Exécution du Duc d'Enghien
Dans la nuit du 20 au 21 mars 1804, le duc d'Enghien est fusillé dans les fossés du château de Vincennes. Il a trente-deux ans. Il n'avait rien fait.
Napoléon venait de déjouer une conspiration royaliste — la conjuration Cadoudal — et cherchait à frapper un grand coup contre la maison de Bourbon. Le duc d'Enghien, cousin du futur Louis XVIII, vivait en exil à Ettenheim, en territoire allemand de Baden. On l'accuse sans preuves sérieuses d'avoir participé au complot. Des agents français le kidnappent au-delà du Rhin, en violation flagrante du droit des gens. Ramené à Vincennes, il est jugé de nuit par une commission militaire, condamné en quelques heures et exécuté avant l'aube, à la lueur d'une lanterne, dans les fossés.
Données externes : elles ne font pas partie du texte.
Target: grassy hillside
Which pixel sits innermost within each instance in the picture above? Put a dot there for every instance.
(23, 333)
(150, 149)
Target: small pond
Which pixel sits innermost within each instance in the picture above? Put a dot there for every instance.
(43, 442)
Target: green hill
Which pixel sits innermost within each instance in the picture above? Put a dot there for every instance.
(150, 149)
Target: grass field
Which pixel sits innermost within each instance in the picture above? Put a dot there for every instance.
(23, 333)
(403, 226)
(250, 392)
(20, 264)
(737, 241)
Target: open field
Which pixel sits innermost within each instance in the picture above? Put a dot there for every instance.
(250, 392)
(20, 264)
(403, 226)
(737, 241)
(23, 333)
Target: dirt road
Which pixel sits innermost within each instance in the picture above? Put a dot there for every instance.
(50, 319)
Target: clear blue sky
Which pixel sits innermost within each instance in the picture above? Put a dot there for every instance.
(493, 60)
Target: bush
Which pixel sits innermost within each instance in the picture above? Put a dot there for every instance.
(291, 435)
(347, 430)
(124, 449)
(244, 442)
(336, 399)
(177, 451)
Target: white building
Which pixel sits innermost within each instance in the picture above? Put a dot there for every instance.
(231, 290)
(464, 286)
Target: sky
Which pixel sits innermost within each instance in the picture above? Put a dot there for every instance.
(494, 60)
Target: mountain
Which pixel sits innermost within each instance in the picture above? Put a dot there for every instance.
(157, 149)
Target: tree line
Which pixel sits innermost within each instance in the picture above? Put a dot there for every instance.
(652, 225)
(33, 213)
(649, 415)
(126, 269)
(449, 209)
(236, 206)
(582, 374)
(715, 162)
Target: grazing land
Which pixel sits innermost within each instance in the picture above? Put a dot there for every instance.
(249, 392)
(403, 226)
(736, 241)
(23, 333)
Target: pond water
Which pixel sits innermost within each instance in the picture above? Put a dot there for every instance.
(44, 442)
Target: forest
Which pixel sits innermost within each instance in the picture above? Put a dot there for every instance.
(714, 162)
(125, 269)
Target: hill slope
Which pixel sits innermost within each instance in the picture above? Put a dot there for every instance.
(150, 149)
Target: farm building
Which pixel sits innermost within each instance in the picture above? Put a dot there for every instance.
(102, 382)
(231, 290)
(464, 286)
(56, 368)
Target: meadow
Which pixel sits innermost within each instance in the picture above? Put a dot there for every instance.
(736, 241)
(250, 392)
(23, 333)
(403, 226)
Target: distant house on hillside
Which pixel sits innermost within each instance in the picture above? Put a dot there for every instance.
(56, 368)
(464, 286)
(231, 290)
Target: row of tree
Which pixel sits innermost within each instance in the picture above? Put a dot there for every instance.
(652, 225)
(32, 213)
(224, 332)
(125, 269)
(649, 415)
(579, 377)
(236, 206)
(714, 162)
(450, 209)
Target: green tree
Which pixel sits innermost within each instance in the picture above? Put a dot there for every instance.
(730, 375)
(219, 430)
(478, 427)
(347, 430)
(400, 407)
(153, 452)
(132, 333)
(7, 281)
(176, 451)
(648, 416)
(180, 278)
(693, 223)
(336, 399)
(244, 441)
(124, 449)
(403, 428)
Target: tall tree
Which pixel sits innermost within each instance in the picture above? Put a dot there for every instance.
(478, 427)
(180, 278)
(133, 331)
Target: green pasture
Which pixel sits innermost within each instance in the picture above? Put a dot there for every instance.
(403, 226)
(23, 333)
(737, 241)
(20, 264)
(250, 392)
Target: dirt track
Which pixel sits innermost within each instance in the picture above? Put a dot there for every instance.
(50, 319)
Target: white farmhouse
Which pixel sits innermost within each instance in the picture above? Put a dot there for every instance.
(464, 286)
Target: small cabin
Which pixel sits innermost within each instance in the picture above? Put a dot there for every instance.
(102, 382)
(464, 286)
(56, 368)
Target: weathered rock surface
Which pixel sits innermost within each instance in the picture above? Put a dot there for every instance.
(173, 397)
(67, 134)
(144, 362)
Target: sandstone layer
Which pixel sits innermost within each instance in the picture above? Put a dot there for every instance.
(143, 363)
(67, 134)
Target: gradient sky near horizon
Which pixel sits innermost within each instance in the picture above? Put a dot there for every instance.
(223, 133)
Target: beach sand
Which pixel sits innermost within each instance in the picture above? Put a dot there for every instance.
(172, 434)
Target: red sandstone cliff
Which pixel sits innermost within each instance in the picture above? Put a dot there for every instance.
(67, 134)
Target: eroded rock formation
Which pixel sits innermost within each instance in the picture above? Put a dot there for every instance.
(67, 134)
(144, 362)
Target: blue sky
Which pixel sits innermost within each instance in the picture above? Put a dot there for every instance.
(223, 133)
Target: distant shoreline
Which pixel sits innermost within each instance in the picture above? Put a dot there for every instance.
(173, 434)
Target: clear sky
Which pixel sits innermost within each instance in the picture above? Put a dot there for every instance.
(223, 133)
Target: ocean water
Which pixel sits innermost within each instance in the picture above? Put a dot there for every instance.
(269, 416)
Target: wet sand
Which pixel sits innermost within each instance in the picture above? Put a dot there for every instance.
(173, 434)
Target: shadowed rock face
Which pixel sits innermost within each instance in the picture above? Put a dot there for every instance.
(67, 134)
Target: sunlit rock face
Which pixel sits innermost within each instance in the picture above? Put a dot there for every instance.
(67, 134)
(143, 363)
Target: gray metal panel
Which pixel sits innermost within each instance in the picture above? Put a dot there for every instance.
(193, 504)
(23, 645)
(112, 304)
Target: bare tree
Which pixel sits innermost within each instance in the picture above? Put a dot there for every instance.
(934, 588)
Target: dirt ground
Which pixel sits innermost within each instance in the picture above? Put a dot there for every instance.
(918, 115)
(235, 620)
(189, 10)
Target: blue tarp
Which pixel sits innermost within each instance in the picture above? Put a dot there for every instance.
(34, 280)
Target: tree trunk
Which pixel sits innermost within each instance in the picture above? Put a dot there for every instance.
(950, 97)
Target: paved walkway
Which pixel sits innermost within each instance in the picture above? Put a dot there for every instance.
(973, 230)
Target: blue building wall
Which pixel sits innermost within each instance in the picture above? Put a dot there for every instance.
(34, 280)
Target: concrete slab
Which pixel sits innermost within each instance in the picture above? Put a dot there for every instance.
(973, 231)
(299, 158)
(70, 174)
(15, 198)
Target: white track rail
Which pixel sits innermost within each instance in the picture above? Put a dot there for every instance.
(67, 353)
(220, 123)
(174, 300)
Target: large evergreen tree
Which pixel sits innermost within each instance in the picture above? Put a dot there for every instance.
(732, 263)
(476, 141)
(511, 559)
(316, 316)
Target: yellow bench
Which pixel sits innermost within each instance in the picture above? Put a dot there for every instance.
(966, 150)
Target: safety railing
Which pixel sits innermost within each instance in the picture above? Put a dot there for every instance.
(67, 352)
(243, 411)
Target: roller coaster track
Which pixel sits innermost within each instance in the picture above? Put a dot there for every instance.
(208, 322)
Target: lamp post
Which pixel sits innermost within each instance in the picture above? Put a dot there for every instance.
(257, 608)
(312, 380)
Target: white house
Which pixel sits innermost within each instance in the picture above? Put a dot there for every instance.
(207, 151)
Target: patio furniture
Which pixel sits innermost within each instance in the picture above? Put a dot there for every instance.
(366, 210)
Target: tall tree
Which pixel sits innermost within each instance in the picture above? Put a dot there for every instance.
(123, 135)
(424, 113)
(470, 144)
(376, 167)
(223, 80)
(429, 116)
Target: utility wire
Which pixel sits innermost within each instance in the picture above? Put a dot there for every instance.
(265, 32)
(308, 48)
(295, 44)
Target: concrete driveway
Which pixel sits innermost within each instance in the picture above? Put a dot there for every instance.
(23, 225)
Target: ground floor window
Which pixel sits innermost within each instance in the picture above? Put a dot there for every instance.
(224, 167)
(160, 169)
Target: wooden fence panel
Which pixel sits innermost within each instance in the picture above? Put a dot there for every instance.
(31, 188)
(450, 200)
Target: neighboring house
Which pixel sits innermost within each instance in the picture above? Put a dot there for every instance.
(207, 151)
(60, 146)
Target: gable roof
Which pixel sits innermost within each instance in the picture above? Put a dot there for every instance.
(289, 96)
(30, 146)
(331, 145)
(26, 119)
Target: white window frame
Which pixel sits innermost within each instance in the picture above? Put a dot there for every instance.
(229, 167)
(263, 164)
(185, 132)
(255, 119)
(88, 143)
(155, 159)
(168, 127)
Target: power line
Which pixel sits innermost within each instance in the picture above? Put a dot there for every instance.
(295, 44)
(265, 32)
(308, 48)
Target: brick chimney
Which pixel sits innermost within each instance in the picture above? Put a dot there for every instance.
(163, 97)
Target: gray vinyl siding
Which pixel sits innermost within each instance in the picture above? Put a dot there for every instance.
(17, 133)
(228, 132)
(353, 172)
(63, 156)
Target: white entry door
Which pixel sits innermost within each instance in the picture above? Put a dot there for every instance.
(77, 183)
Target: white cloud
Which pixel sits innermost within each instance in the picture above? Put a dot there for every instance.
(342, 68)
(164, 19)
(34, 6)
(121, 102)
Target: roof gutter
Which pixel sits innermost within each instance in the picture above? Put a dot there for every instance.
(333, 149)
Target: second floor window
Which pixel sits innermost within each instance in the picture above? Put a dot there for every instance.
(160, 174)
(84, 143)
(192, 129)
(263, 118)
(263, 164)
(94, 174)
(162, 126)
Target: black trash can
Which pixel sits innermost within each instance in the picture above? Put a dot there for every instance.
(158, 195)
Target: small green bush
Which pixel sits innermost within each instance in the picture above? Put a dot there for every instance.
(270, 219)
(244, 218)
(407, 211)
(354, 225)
Napoléon voulait envoyer un signal aux Bourbons et à l'Europe. Il en envoya un autre. Chateaubriand démissionna de son poste de diplomate. Les cours européennes furent scandalisées — y compris celle de Russie, qui entra en deuil. Talleyrand, qui avait conseillé l'opération, formula plus tard la phrase restée célèbre : c'était pire qu'un crime, c'était une faute.
L'affaire Enghien pèse sur la légende napoléonienne comme une tache indélébile. Pas parce que Napoléon fut le seul à faire exécuter des adversaires politiques — mais parce qu'il fit exécuter un innocent pour l'effet politique, et que tout le monde le sut.